Il Veneto sembra costellato da imprenditori umili, il cui reddito medio (se in contabilità semplificata) risulta pari a 23.173 euro, ossia 1.800 euro annui in più rispetto alla media dei lavoratori dipendenti (per altro ridimensionata da una quota significativa di part-time, lavori a termine e stagionalità), tanto che viene da chiedersi che vantaggi possono esserci nell’aprire un’impresa se il frutto è “così modesto”.
Il tema lo pone la Cgil regionale che, proprio partendo dalla questione fiscale, affronterà in un attivo di 500 delegati convocato per il 6 giugno a Venezia (Stazione Marittima, Auditorium Terminal 103 – ore 9,30) con Maurizio Landini i temi dello sviluppo e dell’equità, in un Paese in cui la crescita delle disparità sociali costruisce barriere all’ espansione economica ed alla stessa democrazia.
Di qui la sfida per l’apertura di una nuova stagione sul fronte della lotta all’evasione e della politica fiscale con una rimodulazione dell’Irpef che abbassi la tassazione sui redditi da lavoro e da pensione in un’ottica di progressività. Bocciata la flat tax che, oltre a gravare pesantemente sul bilancio dello Stato, opererebbe un ulteriore squilibrio a scapito delle classi meno abbienti, con un aggravio per i redditi fino a 10.000 euro e vantaggi direttamente proporzionali al crescere della ricchezza. Secondo alcune proiezioni, il risparmio per chi percepisce 15.000 euro sarebbe pari allo 0,6% del reddito, ma salirebbe sino a raggiungere il 15,3% del reddito a quota 50.000 euro (passando per il 4,6% a 20.000 euro, 6,9% a 25.000 euro, e così via).
“Senza contare il fatto – aggiunge Christina Ferrari, segretario generale della Cgil del Veneto - che l’abolizione degli 80 euro colpirebbe ulteriormente il lavoro dipendente, che i redditi più bassi sarebbero doppiamente penalizzati dai tagli al welfare (sanità in testa) o dall’aumento dell’Iva e che verrebbero sottratte risorse preziosissime per il rilancio degli investimenti pubblici di cui c’è un bisogno estremo”.

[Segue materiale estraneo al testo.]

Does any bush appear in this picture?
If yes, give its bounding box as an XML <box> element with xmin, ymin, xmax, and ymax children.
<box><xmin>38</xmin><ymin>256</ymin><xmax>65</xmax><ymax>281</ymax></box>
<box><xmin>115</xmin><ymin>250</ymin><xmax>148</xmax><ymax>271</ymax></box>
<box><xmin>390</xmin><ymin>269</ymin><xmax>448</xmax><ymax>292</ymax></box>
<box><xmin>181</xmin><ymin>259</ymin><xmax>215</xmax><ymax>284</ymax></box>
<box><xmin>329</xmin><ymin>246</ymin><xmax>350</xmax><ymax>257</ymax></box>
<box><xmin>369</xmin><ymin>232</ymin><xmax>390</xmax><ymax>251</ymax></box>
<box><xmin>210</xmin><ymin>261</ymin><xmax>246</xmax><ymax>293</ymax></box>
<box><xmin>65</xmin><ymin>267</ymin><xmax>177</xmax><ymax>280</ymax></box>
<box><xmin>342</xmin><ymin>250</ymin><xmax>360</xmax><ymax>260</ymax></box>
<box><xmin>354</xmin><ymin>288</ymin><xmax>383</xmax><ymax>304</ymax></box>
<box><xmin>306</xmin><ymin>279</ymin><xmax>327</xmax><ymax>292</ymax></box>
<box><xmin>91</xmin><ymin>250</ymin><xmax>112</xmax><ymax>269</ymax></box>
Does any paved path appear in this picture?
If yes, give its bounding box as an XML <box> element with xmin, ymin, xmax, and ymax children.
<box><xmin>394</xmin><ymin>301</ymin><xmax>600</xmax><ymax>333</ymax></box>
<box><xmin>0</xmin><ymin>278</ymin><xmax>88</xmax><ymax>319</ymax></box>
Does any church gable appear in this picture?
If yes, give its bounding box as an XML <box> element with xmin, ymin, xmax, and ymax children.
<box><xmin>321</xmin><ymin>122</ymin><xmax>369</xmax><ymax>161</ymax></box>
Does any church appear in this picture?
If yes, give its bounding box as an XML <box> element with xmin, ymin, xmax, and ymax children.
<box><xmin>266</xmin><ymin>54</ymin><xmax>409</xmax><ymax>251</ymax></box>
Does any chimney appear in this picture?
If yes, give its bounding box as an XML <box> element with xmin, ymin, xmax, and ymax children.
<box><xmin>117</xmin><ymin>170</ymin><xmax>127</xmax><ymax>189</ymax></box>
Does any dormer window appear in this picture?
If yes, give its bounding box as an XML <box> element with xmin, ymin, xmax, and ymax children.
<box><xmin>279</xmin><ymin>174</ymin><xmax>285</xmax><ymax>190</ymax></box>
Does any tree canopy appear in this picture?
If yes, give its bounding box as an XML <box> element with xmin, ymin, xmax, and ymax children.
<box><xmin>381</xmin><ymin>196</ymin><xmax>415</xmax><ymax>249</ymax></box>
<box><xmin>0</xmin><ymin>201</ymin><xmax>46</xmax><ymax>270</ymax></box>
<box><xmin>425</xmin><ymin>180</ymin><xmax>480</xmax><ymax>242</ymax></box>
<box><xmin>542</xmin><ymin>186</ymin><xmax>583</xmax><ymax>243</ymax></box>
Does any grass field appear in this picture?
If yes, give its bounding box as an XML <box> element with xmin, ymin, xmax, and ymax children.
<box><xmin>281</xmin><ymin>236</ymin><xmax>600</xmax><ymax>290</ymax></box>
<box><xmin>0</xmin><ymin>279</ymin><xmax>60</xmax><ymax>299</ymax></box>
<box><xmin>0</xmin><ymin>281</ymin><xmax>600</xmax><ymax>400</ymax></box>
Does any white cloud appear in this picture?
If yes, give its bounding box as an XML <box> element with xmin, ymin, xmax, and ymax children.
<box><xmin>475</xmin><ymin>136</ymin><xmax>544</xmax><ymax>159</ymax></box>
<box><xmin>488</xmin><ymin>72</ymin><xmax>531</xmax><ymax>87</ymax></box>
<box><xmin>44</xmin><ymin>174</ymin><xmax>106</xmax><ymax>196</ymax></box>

L’economia italiana sta infatti subendo un’ulteriore fase di rallentamento e lo stesso Veneto - regione a forte vocazione manifatturiera - ha visto nel primo trimestre 2019 un ridimensionamento della crescita della produzione industriale (attestata al 1,5% contro il 3,2% di un anno fa), con la provincia di Vicenza (la più proiettata all’export) che addirittura va in negativo (-0,7%).
C’è dunque un guado da valicare. “Abbiamo alle spalle – dice Ferrari - una crisi ancora non pienamente superata ed il traino tutto legato alle esportazioni ci ha ridotto ad un ruolo gregario nei confronti del centro Europa, mentre la domanda interna è debole. Per questo serve una virata nella politica economica, uscendo dalla logica delle mance e dei condoni per mettere in campo un grande piano di investimenti finalizzato all’innovazione, alla qualità del lavoro, alle infrastrutture materiali e immateriali, alla qualità ambientale e alla messa in sicurezza del territorio. Ma ciò – aggiunge il segretario - significa guardare ad un grande “sistema paese” e l’idea di un’autonomia che veda il Veneto “sganciarsi” dal resto d’Italia e chiudersi in una nicchia è perdente. È interesse anche delle nostre imprese – conclude Ferrari - essere protagoniste di un progetto di politica espansiva che coinvolga l’intero paese, a cominciare dal Sud, per ricreare un sistema più solido che abbia quella forza d’urto per reggere una competizione che non fa sconti a nessuno”.